Pete managed a maintenance contract for 29 Alaskan surveillance and telecommunications sites (Coast Guard National Distress System, AIS vessel tracking transponders, and radar), and four command and control centers. 15 of the sites were off-grid, located on remote mountaintops 2,000 to 3,000 feet high, each requiring local power generation and energy storage. Pete ran the complex logistics of getting technicians and fuel to all 15 sites in the harsh Alaskan environment, many accessible only by helicopter or barge. Power for each site was generated locally from a combination of wind turbines, solar PV systems, and propane generators, combined with battery banks for local energy storage. Pete ensured the team met stringent Service Level Agreement requirements for all systems: surveillance, telecommunications, and power.

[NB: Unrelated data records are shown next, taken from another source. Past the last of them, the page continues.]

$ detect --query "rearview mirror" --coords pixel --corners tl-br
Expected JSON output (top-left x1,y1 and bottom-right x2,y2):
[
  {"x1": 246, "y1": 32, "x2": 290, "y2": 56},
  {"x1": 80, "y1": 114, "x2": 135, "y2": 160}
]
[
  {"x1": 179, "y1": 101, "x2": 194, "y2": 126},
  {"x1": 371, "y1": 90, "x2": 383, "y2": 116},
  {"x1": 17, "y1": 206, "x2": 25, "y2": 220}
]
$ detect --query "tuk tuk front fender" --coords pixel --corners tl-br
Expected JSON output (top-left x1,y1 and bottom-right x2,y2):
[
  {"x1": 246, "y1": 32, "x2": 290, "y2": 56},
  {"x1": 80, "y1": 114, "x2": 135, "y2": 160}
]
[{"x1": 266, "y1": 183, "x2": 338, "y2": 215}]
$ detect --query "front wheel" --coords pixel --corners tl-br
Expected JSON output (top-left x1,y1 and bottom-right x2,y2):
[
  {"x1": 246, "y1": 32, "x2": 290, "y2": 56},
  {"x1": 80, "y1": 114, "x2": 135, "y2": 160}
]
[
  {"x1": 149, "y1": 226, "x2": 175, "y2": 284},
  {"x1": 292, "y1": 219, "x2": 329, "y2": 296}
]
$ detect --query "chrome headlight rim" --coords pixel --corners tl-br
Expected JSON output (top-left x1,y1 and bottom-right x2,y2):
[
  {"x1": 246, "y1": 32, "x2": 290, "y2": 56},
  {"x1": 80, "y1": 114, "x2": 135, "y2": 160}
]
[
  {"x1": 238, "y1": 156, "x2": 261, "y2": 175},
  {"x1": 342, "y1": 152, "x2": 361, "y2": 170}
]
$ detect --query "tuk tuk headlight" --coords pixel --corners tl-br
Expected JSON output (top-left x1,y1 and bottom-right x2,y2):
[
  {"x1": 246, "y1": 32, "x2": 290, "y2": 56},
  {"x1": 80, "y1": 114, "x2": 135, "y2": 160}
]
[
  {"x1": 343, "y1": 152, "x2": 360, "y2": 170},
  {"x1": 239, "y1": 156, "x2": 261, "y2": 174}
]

Washington State Public Safety Telecom Site Design and Construction
Pete led design and development of an off-grid surveillance site to fill a critical homeland security coverage gap along the US-Canadian border. The project included requirements and cost analysis for surveillance and renewable power technologies; an engineering feasibility assessment; design; construction; and equipment installation and commissioning. The site’s location on a remote island in the San Juan Islands meant that there were no commercial power or telecommunication links. To power the optical and thermal infrared cameras, microwave radio, and site security and surveillance systems, Pete’s team designed and installed a 17 kW solar PV system, 30kW / 48 kWh battery backup, and 20 kW propane generator.
Vector Green Power and Materials is committed to accelerating the transformation of the global economy from the fossil fuels that have powered it for the last two centuries to renewable energy sources that will increase availability and resilience of power while reducing its cost and eliminating harmful emissions of carbon and other greenhouse gasses.